En A. eutrophus, la síntesis de PHB implica la glucosa como fuente de carbono y tres enzimas: 3-cetotiolasa, acetoacetil-CoA reductasa, y PHA sintasa [5]. La primera enzima, 3-cetotiolasa, es responsable de llevar la reacción de condensación de la acetil-CoA en acetoacetil-CoA. Entonces, acetoacetil-CoA reductasa reduce acetoacetil-CoA en R (-) - 3-hydroxybutynl-CoA, con NADPH que sirve como agente reductor. R (-) - 3-hydroxybutynl-CoA se polimeriza entonces en PHB con la ayuda de PHA sintasa (Figura 4). A. eutrophus puede producir una cantidad de PHB igual al 80% de su peso corporal seco cuando se cultiva en rico en azúcar, pero / medios de comunicación privados-fosfato de nitrógeno. Alcaligenes eutrophus sintetiza diferentes tipos de polímeros a base de la fuente de carbono se expone a en los medios. Por ejemplo, tener ácido propiónico en lugar de glucosa como fuente de carbono principal conduce a la producción de un polímero que contiene un 3-hidroxibutirato (3HB) y 3-hidroxivalerato (3HV) en lugar de PHB (Fig. 4). Por otro lado, la glucosa completamente sustituyendo con ácido valérico conduce a una mayor producción de polímero en A. eutrophus - euqal a 90% del peso corporal seco.

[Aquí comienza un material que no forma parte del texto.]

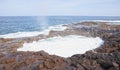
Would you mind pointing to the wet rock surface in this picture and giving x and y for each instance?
(106, 57)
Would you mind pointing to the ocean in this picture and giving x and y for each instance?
(14, 25)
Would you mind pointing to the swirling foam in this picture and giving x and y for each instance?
(63, 46)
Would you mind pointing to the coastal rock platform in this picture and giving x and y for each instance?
(105, 57)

Figura 4. La ruta biosintética de PHB en Alcaligenes eutrophus utilizando la glucosa o ácido propinoic como fuente de carbono principal. (Ojumu y Solomon, 2004)

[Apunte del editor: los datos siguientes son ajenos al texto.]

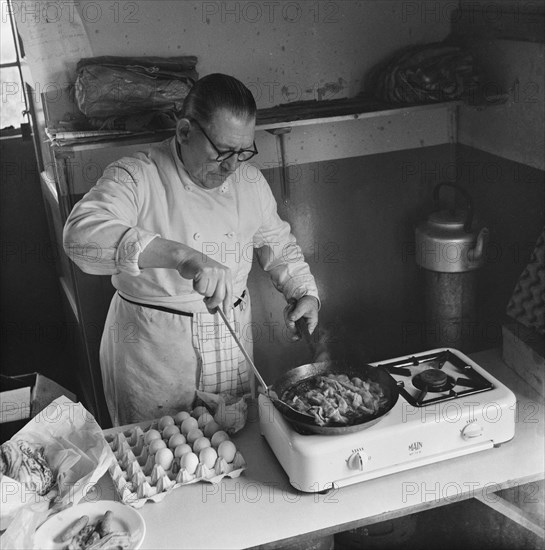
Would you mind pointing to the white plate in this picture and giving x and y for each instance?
(125, 518)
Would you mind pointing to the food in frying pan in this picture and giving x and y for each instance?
(82, 535)
(336, 399)
(26, 463)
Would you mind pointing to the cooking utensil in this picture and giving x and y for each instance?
(305, 423)
(283, 407)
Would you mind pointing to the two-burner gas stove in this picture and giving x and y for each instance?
(448, 407)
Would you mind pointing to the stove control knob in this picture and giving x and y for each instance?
(358, 460)
(470, 431)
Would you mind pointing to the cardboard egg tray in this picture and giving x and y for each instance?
(138, 478)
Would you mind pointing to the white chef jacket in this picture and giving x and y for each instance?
(152, 362)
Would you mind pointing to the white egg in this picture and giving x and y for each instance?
(197, 411)
(175, 440)
(170, 430)
(218, 437)
(211, 428)
(150, 435)
(189, 461)
(165, 421)
(181, 450)
(193, 435)
(204, 419)
(155, 445)
(164, 458)
(227, 450)
(181, 416)
(208, 457)
(189, 424)
(201, 444)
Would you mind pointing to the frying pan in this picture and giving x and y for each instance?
(306, 424)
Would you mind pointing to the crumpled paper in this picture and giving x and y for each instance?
(79, 456)
(229, 412)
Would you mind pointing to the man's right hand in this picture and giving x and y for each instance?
(210, 278)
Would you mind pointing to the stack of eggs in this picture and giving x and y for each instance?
(173, 451)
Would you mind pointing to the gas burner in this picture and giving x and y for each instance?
(430, 378)
(433, 380)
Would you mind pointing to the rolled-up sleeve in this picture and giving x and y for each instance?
(101, 234)
(278, 252)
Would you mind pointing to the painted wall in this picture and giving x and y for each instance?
(35, 334)
(283, 50)
(513, 130)
(354, 219)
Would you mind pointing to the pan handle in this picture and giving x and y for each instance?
(302, 328)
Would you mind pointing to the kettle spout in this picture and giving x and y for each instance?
(475, 254)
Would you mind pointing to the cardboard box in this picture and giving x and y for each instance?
(23, 397)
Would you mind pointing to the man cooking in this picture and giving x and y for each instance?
(174, 225)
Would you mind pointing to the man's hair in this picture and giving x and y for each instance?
(218, 91)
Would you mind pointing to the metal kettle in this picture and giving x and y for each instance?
(449, 241)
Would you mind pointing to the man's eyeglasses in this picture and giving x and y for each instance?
(242, 155)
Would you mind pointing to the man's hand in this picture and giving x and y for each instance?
(210, 278)
(306, 307)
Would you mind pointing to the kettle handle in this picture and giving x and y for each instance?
(469, 217)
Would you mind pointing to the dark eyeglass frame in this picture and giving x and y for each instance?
(247, 154)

Características físicas: Ventajas y desventajas


PHB es un homopolímero rígido y es un termoplástico frágil. Tiene 100% estereoespecificidad con el D asimétrica (-) molécula y por lo tanto es altamente cristalino [4]. A diferencia de muchos otros polímeros biodegradables, PHB es resistente a la humedad, impermeable al oxígeno, e insoluble en agua, lo que hace particularmente beneficiosa para la industria del envasado de alimentos. Sin embargo, el punto de fusión del PHB (175 C) está muy cerca de su temperatura degradantes (185 C), que es por eso que es tan frágil y por lo tanto difícil de molde [5]. La fragilidad de PHB se puede bajar mediante la integración de co-monómero de 3-hidroxivalerato o mezclar con el polímero PHB más elástica. El copolímero PHB que contiene 3-hidroxivalerato unidad de P (3HB-co-3HV) es una de las formas desarrolladas de PHB con mejores funciones mecánicas: la unidad más 3-hidroxivalerato hace PHB más dura, más elástica, aumenta su alargamiento a la rotura, y disminuye su punto de fusión, pero no cambia su temperatura degradantes. Por lo tanto, las propiedades físicas de PHB se pueden controlar por la cantidad de 3-hidroxivalerato integrado durante la fermentación.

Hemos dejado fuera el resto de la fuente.